Bimal Roy made many moving movies marked as masterpieces for milleniums. Bandini remains just that bit more special than Devdas or Madhumati. Why? Just…
Nutan had almost given up films after marriage. But like Yash Chopra, who made Raakhee an offer which she couldn’t resist (Kabhi Kabhie), Bimal Roy tempted the titanic actress — and would Kate Winslet please mover over? — out of married bliss to play what the director promised would be the role of Nutan’s lifetime.
Nutan’s tempestuous performance as Kalyani embedded her name in gold in the hall of fame. Along with Nargis in Mother India, Meena Kumari in Sahib Bibi Aur Ghulam, and Shabana Azmi in Arth, Nutan in Bandini is the most arresting character written for a mainstream Hindi heroine of the pre-70s era.

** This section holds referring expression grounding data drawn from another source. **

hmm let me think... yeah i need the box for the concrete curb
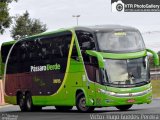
[0,104,12,109]
[153,98,160,100]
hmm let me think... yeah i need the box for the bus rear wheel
[25,93,33,111]
[116,105,132,111]
[17,94,26,111]
[25,93,42,111]
[76,93,94,112]
[55,106,73,111]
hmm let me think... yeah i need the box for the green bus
[1,25,159,112]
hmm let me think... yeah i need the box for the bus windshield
[104,57,150,87]
[96,31,145,52]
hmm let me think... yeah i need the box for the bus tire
[76,92,94,112]
[25,93,33,111]
[17,93,26,112]
[116,105,132,111]
[55,106,73,111]
[25,93,42,111]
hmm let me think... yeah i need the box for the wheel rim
[79,97,88,111]
[26,95,32,110]
[19,97,24,107]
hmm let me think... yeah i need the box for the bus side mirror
[146,49,159,66]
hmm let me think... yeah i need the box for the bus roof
[1,25,138,46]
[74,25,138,32]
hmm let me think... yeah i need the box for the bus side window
[33,33,72,60]
[86,66,101,84]
[76,31,95,51]
[53,34,72,58]
[8,44,19,64]
[62,35,72,58]
[76,31,96,64]
[71,41,78,60]
[1,45,12,63]
[19,41,29,62]
[34,38,42,60]
[33,37,52,61]
[56,36,65,58]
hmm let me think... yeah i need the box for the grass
[151,80,160,98]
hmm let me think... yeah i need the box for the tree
[0,0,17,34]
[11,11,47,40]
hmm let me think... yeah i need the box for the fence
[150,68,160,80]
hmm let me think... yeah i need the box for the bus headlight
[110,92,116,96]
[99,87,152,97]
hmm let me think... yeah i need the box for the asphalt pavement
[0,99,160,120]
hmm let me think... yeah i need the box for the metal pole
[72,15,80,26]
[76,17,78,26]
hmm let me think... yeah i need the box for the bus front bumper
[89,87,152,107]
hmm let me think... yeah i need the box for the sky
[0,0,160,50]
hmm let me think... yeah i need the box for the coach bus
[1,25,159,112]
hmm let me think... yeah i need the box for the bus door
[84,55,104,106]
[84,59,96,106]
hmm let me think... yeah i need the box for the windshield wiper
[135,81,150,85]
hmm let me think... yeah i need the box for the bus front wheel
[76,93,94,112]
[116,105,132,111]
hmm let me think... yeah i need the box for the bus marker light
[127,99,135,103]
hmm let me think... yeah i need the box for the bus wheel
[116,105,132,111]
[55,106,73,111]
[25,93,42,111]
[17,94,26,111]
[25,93,33,111]
[76,93,94,112]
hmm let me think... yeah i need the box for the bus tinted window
[19,41,30,62]
[76,31,95,50]
[18,32,72,62]
[36,34,72,60]
[6,32,72,74]
[1,44,13,63]
[8,44,19,63]
[71,42,78,60]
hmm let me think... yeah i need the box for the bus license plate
[127,99,135,103]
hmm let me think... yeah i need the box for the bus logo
[30,63,61,72]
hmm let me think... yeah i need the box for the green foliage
[0,0,17,34]
[11,11,47,40]
[151,80,160,98]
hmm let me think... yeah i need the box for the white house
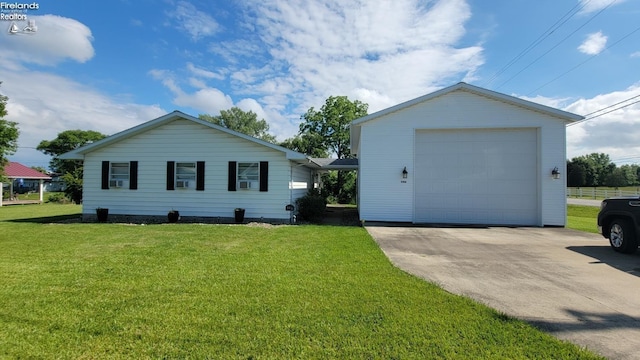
[60,111,318,222]
[350,82,583,226]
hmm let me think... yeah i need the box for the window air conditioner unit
[109,179,124,188]
[176,180,189,188]
[239,180,251,189]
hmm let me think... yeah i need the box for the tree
[566,159,586,187]
[299,96,368,159]
[568,153,615,187]
[37,130,107,203]
[279,132,329,158]
[605,168,628,188]
[199,107,276,143]
[298,96,368,203]
[0,82,20,180]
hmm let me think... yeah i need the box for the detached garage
[350,82,583,226]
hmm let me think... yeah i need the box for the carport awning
[295,158,359,170]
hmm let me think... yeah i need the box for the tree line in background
[567,153,640,188]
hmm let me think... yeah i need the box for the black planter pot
[168,211,180,223]
[96,208,109,222]
[234,208,245,223]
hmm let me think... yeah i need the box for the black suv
[597,197,640,253]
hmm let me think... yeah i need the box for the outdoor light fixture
[551,167,560,180]
[402,166,408,179]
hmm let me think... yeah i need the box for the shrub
[296,189,327,223]
[47,192,71,204]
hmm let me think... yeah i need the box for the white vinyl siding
[82,119,303,220]
[357,89,568,226]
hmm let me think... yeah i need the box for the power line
[483,1,587,87]
[529,23,640,95]
[497,0,616,91]
[568,98,640,126]
[583,93,640,117]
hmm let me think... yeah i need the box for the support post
[39,179,44,203]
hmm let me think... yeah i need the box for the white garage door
[414,128,538,225]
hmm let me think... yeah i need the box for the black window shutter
[101,161,109,189]
[196,161,205,191]
[166,161,175,190]
[129,161,138,190]
[259,161,268,192]
[228,161,237,191]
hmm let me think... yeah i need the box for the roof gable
[3,162,51,179]
[59,111,308,160]
[353,82,583,127]
[350,82,584,154]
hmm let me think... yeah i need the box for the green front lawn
[567,204,600,234]
[0,204,601,359]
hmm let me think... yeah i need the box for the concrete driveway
[367,226,640,360]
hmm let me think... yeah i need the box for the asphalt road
[367,226,640,360]
[567,198,603,207]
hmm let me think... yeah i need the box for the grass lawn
[567,204,600,234]
[0,204,601,359]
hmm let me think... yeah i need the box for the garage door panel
[415,129,538,225]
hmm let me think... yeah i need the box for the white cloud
[186,62,224,80]
[152,0,484,141]
[167,1,220,41]
[3,68,165,168]
[578,0,627,14]
[578,31,608,55]
[564,83,640,163]
[246,0,483,113]
[0,15,94,66]
[519,95,571,109]
[631,51,640,58]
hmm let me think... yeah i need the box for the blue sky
[1,0,639,169]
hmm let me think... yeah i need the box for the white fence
[567,187,640,199]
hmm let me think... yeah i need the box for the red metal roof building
[1,162,51,206]
[3,162,51,179]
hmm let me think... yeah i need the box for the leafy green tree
[279,132,329,157]
[0,83,19,180]
[568,153,615,187]
[298,96,367,204]
[199,107,276,143]
[299,96,368,159]
[37,130,107,203]
[619,164,640,186]
[605,168,628,188]
[566,159,586,187]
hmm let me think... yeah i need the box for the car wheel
[609,219,638,254]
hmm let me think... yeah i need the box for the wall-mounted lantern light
[402,166,408,179]
[551,166,560,180]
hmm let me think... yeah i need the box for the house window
[228,161,268,192]
[110,162,129,188]
[238,162,259,189]
[176,162,196,188]
[166,161,205,191]
[102,161,138,190]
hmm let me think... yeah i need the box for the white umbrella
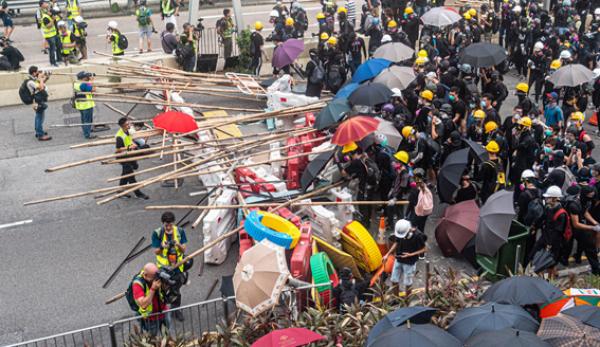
[373,42,415,62]
[421,7,462,27]
[373,65,417,90]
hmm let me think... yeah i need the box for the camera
[156,267,181,304]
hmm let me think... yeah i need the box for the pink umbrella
[251,328,326,347]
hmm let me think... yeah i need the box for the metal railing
[199,27,239,57]
[4,284,331,347]
[5,0,101,11]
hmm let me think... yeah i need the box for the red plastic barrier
[238,221,253,259]
[286,151,301,190]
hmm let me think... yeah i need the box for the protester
[250,21,265,76]
[115,117,149,200]
[136,0,155,54]
[0,38,23,70]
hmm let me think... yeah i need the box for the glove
[388,198,397,207]
[593,225,600,233]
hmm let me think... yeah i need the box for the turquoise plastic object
[244,210,293,249]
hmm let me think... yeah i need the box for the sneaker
[135,192,149,200]
[173,310,184,321]
[38,135,52,141]
[85,135,98,139]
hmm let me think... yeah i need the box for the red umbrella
[251,328,325,347]
[435,199,479,257]
[152,110,198,134]
[331,116,379,145]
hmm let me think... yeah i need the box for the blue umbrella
[351,58,392,83]
[367,306,437,345]
[335,82,360,99]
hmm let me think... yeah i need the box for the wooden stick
[145,200,409,211]
[69,128,164,149]
[23,184,130,206]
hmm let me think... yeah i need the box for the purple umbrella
[272,39,304,68]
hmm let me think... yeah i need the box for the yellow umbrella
[233,240,290,316]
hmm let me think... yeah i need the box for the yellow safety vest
[41,12,57,38]
[154,226,184,272]
[161,0,174,16]
[132,271,164,317]
[73,22,85,38]
[73,82,94,110]
[60,31,74,54]
[116,128,133,148]
[111,32,124,55]
[66,0,80,19]
[222,17,234,38]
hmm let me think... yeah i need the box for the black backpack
[326,64,343,89]
[309,61,325,84]
[117,34,129,50]
[362,157,381,186]
[175,42,194,66]
[19,79,34,105]
[250,32,258,56]
[125,274,144,312]
[523,189,544,227]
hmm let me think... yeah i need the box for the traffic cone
[590,112,598,126]
[377,216,388,254]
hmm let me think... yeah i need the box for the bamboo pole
[145,200,409,211]
[69,128,163,149]
[23,184,130,206]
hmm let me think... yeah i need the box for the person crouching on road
[151,211,192,322]
[115,117,149,200]
[107,20,125,56]
[131,263,169,335]
[383,219,427,297]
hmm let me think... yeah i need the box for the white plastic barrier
[295,202,341,248]
[203,188,238,264]
[253,166,287,192]
[269,142,282,179]
[329,187,355,224]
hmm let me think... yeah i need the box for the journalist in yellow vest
[115,117,149,199]
[151,211,190,321]
[73,71,96,139]
[57,21,78,64]
[38,1,61,67]
[73,16,87,60]
[107,20,124,56]
[130,263,168,334]
[160,0,179,28]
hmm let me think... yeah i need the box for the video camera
[156,266,181,304]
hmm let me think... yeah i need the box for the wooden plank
[201,110,243,140]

The film based on the memoirs of a jail superintendant (played in the film by Tarun Bose) is about the prisoner named Kalyani who has been convicted for the murder of her lover, the freedom fighter Bikas Gosh (Ashok Kumar)’s shrewish wife. In a long and luminous flashback (with some of the best black-and-white photography ever by Kamal Bose), Bimal Roy takes us back to Bengal in the 1930s, teeming with revolutions and heaving with melodious evolutions (Sachin Dev Burman at his melodious crest).

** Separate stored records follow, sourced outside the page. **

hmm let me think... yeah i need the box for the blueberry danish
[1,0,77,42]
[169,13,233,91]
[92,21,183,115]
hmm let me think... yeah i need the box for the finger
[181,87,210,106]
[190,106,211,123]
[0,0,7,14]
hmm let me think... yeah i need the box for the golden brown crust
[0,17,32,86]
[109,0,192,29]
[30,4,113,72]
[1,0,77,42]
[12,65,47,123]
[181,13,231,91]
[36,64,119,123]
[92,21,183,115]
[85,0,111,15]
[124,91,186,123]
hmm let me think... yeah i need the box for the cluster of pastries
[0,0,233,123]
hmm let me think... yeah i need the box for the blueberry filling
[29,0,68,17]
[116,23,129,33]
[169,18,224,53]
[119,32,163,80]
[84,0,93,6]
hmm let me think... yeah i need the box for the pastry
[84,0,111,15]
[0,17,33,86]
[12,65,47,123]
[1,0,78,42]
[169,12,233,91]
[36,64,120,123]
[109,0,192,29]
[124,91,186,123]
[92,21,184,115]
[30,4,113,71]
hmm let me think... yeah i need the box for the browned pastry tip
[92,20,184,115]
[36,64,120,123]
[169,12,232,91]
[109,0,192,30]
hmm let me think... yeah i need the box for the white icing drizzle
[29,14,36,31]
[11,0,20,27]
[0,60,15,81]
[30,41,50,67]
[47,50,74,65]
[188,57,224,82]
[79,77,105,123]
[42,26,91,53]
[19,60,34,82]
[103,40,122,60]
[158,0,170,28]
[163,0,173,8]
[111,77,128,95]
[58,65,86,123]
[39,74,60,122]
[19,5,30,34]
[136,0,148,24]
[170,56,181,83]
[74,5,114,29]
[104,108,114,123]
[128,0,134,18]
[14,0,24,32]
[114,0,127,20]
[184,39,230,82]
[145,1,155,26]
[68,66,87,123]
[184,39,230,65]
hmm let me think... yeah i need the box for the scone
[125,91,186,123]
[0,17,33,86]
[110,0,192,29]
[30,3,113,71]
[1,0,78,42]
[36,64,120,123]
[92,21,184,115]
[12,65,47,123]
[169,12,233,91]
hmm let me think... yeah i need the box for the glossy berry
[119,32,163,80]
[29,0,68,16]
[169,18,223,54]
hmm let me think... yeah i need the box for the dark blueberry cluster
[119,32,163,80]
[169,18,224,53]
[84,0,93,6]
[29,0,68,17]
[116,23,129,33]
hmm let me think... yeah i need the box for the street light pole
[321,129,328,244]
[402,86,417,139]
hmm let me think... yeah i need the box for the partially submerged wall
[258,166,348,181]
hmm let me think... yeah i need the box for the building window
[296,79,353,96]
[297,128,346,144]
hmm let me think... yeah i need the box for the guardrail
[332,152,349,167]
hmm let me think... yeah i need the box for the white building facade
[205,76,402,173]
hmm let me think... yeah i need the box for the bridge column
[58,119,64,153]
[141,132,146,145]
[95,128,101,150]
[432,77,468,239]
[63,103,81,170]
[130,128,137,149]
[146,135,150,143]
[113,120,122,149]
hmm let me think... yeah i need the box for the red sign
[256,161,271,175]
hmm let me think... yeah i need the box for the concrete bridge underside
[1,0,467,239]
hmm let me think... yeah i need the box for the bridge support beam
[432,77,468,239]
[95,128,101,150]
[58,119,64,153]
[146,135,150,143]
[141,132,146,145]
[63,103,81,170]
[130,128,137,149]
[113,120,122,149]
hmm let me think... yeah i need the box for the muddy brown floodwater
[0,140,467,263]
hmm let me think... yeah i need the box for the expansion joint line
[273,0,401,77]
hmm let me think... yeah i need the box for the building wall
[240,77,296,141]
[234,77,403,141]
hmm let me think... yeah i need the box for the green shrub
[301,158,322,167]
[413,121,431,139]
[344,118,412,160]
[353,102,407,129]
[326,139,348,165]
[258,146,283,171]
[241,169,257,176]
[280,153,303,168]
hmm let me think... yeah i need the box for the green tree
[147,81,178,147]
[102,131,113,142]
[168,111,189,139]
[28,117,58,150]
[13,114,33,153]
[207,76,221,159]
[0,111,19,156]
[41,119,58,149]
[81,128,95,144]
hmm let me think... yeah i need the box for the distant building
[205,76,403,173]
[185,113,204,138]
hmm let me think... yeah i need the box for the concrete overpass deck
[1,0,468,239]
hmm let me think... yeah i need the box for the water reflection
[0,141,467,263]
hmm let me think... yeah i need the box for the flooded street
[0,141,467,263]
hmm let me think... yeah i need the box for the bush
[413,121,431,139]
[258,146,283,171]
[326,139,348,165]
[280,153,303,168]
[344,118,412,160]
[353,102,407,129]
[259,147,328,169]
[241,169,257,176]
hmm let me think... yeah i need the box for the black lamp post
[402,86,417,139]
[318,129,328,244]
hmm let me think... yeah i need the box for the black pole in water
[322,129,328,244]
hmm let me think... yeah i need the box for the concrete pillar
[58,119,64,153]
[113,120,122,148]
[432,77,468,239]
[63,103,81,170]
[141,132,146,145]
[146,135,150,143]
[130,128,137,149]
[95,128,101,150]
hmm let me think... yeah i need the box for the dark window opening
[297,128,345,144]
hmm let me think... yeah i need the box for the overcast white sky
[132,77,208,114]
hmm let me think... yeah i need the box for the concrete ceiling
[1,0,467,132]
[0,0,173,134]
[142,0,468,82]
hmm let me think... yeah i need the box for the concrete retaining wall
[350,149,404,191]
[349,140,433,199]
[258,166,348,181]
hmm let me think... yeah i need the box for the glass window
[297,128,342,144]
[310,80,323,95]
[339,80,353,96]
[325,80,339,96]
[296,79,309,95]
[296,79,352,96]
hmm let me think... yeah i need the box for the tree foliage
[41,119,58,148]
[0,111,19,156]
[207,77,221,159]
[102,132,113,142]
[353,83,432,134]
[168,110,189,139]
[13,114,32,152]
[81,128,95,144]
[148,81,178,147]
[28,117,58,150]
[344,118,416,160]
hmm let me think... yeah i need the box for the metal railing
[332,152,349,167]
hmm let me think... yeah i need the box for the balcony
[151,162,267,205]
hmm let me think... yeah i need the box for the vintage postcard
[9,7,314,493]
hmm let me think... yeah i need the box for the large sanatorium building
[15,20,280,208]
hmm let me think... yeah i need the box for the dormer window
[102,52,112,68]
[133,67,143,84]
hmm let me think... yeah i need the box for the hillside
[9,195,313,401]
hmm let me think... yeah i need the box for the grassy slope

Roy captures the journey from innocence to corruption to redemption of his heroine through songs—Gulzar’s first-ever lyric ‘Mora gora rang lai lay’ to express Kalyani’s first flush of love, Shailendra’s ‘O jaane wale ho sake to laut aana’ to express her disgrace and exile when she’s deserted by her lover, ‘Ab ke baras bhej bhaiyya ko babul’ to convey Kalyani’s solitude and sorrow in prison and finally — in one of the best ever climactic song expressing a woman’s dilemma between love and security—’O re manjhi mere saajan hain uss par’.
Goosebumps!
The music, lyrics, and singing by Lata Mangeshkar endow a poetic quality to the proceedings. Most important of all, there was Nutan at the vortex of the emotional conflict, lending a high-voltage luminosity to the proceedings. The look in her eyes as she prepares poison for the screechy and nagging wife of the freedom fighter remains etched in moviegoers’ minds for all times to come. The performance fetched Nutan another Filmfare award for her performance in a Bimal Roy film. Earlier, she had won the best actress award for Bimal Roy’s Sujata.

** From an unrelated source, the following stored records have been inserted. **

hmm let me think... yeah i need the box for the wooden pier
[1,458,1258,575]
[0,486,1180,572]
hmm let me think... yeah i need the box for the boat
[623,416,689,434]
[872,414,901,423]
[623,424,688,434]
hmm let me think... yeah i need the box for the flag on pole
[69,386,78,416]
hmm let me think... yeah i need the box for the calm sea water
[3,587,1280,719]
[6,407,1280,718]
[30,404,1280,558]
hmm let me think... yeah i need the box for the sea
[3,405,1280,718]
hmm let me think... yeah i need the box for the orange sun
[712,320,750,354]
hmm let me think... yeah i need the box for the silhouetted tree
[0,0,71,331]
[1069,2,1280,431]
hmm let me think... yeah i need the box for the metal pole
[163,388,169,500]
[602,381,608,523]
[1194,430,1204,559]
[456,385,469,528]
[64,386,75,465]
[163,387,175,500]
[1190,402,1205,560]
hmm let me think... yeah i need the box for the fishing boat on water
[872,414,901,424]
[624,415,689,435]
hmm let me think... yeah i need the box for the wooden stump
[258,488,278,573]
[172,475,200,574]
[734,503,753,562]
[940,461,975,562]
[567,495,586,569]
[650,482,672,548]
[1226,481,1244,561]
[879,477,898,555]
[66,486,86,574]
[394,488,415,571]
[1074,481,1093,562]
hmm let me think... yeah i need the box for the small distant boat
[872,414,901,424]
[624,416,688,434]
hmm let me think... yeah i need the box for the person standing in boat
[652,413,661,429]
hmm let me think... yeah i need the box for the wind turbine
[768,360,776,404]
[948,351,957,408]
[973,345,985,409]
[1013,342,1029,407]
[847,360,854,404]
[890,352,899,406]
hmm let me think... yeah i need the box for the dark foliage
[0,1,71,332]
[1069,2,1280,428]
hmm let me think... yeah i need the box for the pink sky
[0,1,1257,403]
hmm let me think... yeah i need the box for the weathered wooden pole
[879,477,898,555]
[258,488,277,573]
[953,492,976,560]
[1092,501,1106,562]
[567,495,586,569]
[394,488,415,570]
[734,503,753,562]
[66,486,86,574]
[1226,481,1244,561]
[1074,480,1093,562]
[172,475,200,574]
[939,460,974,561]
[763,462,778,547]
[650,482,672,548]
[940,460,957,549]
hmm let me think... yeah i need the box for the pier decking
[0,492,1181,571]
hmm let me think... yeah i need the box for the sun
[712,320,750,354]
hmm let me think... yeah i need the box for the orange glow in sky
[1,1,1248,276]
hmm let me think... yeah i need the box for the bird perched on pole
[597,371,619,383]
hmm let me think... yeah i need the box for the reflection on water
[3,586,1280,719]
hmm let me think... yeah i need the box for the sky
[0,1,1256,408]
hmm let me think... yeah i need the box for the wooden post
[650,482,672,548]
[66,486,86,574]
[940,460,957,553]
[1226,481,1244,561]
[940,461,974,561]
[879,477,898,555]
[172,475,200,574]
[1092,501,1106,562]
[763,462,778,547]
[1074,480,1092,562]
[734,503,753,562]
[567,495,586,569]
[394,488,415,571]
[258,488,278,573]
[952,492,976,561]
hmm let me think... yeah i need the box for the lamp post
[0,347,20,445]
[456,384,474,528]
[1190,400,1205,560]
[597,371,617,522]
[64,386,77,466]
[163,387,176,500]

The tender relationship that grows between the bandini (female prisoner) and the prison doctor (Dharmendra) poses a peculiar moral dilemma for the script. Should Kalyani grab the doctor’s generous offer of marriage and start life anew, exonerated from her tumultuous past, or should she return to the man she loved passionately and lost to his cause and to another undeserving woman?
When finally, Kalyani breaks free from convention to be by her dying lover’s side, the nation cheered her instinctive lunge towards love. The dying moments of Bandini, beautifully directed, photographed, and performed, is now acknowledged as a rare cinematic achievement, on par with anything similarly done in the cinema from any part of the world.
Bandini remains a monument chiefly for Nutan’s award-winning performance, also for Bimal Roy’s complete and unsurpassable mastery over the medium of inner expression. It’s also the film that broke the ice between composer S.D. Burman and his favourite singer Lata Mangeshkar. The two had been on hostile terms for nearly five years. They decided to make up with ‘Mora gora ang laiy lay’. Gulzar proudly says he had a hand in the historic rapprochement.
The film was a huge success on release, cancelling Nutan’s plans to stay at home to look after her newly born son, Mohnish. Tragically, Bandini was the last feature film that Bimal Roy completed and released before the Big C stuck him down. Interestingly, Ashok Kumar was featured in another love triangle—B.R. Chopra’s Gumrah—during the same years. There, the female protagonist chose to return to Ashok Kumar instead of the other man in her life.